En un ambiente donde el cristianismo se comprendía doctrinariamente, creció Angelo Roncalli, el futuro Papa, elegido a los 77 años, que llevaría por nombre Juan XXIII. Su ministerio transcurrió como delegado apostólico del Vaticano en Bulgaria, Turquía y Grecia. Fue admirado por salvar la vida de tantos judíos durante el Nazismo, obviando protocolos diplomáticos y poniendo en riesgo su vida. Luego de la guerra fue enviado como Nuncio a Francia para reconciliar a una Iglesia dividida por la presencia de obispos colaboracionistas con el Nazismo. Terminó ganándose el corazón del pueblo. Fue luego nombrado Patriarca de Venezia donde permaneció hasta su elección como el Papa número 261, desde 1958 hasta 1963. Este hombre, de gran sencillez, fue teológicamente cercano a la nouvelle théologie francesa y al movimiento litúrgico alemán. Lo rodeaban aires de reforma.

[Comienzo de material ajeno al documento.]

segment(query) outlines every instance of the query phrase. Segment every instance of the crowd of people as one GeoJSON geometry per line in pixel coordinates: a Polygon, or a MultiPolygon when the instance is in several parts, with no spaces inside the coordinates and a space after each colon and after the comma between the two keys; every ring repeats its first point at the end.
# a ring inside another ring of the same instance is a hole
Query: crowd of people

A los primeros meses de ser elegido recortó los altos estipendios de la curia, reconoció los derechos laborales de los laicos en el Vaticano y mejoró sus salarios. Nombró a Cardenales de otros continentes, entre ellos al primer venezolano, el Card. Quintero. Fue el primer Papa en visitar parroquias romanas, hospitales de niños y cárceles, como Obispo de Roma. Luego de 400 años aceptó reunirse con el arzobispo de Canterbury. Y para los que no recuerdan, decretó la excomunión de Fidel Castro.
Esto no sería todo. Aquél hombre elegido bajo la sombra de un papado de transición, anunciaría sorpresivamente la convocatoria a un nuevo Concilio. Tan solo a tres meses de su elección, el 25 de enero de 1959 anunció lo que se conocería como el XXI Concilio Ecuménico Vaticano II.

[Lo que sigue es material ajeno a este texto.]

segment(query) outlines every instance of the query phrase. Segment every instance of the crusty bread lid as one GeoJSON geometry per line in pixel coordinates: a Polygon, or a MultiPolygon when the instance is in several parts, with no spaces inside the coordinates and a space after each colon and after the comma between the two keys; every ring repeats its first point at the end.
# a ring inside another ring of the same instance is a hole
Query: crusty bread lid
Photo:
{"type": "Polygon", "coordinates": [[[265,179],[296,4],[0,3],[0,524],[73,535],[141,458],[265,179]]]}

Luego de una amplia tradición de veinte concilios ecuménicos que formularon dogmas y condenaron herejías, Roncalli se atrevía a recordar en su discurso inaugural del 11 de octubre de 1962 el sentido que debía inspirar a este Concilio: «Cristo pronunció esta sentencia: Buscad primero el Reino de Dios y su justicia. La palabra primero nos indica hacia dónde se tienen que dirigir especialmente nuestras fuerzas y nuestros pensamientos». Buscar el Reino era hacer lo que Jesús dijo (MM 235). El mundo ya no podía ser visto como lugar de pecado sino como presencia del amor de Dios. La Iglesia ya no podía ser creíble por sus jerarcas, sino por su servicio a la humanidad.

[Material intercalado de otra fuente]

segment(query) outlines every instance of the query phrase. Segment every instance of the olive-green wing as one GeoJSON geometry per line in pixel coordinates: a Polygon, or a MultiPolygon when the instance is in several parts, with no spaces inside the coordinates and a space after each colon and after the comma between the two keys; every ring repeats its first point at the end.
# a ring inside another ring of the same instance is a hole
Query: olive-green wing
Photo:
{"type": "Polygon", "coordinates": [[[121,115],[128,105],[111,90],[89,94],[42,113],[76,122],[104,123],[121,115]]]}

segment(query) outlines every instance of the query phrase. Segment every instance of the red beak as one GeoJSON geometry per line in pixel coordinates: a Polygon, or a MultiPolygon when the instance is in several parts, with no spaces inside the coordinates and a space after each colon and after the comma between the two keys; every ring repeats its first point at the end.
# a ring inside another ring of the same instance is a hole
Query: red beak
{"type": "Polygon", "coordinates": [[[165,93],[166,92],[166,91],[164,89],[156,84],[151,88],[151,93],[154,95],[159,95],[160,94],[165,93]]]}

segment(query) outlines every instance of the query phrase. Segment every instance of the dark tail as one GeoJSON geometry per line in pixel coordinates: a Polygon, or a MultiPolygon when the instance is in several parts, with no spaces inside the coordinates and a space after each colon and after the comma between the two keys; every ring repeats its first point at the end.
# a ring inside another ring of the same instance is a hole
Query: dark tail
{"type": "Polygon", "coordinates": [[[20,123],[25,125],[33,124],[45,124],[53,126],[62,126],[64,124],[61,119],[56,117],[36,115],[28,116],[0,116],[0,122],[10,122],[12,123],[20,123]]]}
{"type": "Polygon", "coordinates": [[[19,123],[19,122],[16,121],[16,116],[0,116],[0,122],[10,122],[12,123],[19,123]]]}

El cambio de paradigma fue tremendo. Implicaba situar a la comunidad eclesial como quien «está presente en este mundo y con él vive y obra» (GS 40), pues «el gozo y la esperanza, las tristezas y angustias del hombre de nuestros días, sobre todo de los pobres y de toda clase de afligidos, son también gozo y esperanza, tristezas y angustias de los discípulos de Cristo» (GS 1). El Concilio se inspiraba en un mensaje que el Papa había difundido por Radio el 11 de septiembre de 1962: "de cara a los países pobres, la Iglesia se presenta como es y quiere ser: la Iglesia de todos, pero especialmente la Iglesia de los pobres".